Waiting for your favorite stock to come back is a tactic used by many inexperienced traders who never last long enough to gain sufficient experience to know that the market is always right. Being stubborn might work in some aspects of your life (though I can’t really think of any right now, unless you equate stubbornness with perseverance), but it doesn’t work in trading.
Consider Nvidia ($NVDA). This is a great company with very strong business prospects. It’s also fallen 15% in 5 trading days. You may be thinking that this is a great buying opportunity. “Hey, this is the dip I’ve been waiting for!” Well, that’s not right. Who are you buying from? Zoom out on the chart and the answer will be right in front of your eyes. Since February of last year, NVDA has advanced 770%. It is owned by more than 2,000 funds. This is not a new idea. It’s not an overlooked stock. Large money managers hold stocks for a long, long time. They anticipate the types of developments in Nvidia’s business and buy early. Now, they are booking profits. And they’re selling to you.
Trust me. You don’t want to do business with large funds. Don’t buy what they sell; and don’t sell what they are buying. You want to be running in the same direction as they are — preferably at the front of the pack so that their buying pushes your stock higher.
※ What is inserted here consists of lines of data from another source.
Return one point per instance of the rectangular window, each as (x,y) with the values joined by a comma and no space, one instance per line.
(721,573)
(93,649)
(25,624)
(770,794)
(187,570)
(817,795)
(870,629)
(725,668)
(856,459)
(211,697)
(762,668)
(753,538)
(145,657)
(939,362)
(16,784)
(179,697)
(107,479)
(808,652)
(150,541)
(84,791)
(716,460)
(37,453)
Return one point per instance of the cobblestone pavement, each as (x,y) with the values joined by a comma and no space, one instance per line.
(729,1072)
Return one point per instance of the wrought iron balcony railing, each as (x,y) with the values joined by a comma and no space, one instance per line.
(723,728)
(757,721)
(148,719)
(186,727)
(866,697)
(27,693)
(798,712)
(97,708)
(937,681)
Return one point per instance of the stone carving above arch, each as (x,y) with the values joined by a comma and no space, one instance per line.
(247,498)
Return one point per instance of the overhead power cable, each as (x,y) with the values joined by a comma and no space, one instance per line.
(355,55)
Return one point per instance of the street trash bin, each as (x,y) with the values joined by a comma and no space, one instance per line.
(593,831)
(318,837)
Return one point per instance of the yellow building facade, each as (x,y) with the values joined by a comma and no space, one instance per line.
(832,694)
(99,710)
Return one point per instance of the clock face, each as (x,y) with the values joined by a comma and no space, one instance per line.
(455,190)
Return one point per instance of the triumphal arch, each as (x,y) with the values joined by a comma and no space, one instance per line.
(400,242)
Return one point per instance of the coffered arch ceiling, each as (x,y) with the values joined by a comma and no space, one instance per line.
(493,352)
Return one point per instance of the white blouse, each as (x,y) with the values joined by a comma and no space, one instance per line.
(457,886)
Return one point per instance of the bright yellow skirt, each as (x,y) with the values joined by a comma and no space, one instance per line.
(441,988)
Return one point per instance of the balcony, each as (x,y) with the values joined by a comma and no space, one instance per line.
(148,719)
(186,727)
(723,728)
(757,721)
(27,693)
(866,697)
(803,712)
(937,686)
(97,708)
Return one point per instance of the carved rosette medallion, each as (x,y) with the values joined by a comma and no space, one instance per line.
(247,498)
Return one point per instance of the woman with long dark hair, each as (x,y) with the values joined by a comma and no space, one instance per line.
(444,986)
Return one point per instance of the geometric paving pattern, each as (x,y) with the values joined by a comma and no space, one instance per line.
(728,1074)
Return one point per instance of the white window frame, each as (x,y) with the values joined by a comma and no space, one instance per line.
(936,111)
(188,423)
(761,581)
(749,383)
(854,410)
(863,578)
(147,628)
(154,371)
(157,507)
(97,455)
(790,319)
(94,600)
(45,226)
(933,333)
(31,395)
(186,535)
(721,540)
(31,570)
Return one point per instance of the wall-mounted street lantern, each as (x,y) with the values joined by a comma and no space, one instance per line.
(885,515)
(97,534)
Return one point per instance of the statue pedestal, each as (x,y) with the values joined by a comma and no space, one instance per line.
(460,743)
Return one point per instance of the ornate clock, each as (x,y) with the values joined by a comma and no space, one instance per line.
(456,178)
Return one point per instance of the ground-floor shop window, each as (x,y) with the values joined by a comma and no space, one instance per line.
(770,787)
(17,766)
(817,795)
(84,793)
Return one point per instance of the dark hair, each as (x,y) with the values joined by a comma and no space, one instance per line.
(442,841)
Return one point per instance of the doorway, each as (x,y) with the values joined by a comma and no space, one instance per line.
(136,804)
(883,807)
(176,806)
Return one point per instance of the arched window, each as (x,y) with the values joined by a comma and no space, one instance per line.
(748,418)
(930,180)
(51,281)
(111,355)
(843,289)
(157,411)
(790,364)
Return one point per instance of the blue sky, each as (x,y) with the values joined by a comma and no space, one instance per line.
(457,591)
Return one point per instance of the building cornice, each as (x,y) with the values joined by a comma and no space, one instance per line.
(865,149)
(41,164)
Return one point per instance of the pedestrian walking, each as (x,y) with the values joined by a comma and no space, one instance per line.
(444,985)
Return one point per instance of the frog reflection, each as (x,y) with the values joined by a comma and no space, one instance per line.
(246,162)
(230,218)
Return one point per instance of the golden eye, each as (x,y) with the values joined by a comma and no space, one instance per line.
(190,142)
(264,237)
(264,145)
Look at your account holdings. Can you make a case for owning every stock in your account? Do you have a time frame in mind? Is it a “trade”, or do you intend to hold the stock for a while, irrespective of any pullback? I don’t know the answer to your question; I just know that this is the question you need to ask yourself. If you’re not asking that question, then you’re not thinking — you’re hoping.
See you in the forum.
(My best wishes go out to all of our friends up in Ventura County, who are facing a very very serious wildfire that is totally uncontained. I mean, 0%! The Santa Ana winds are an annual phenomenon in Southern California and they kicked up yesterday. California has had its share of fires this year, and I’m hoping that our brave firefighters have this one under control soon.)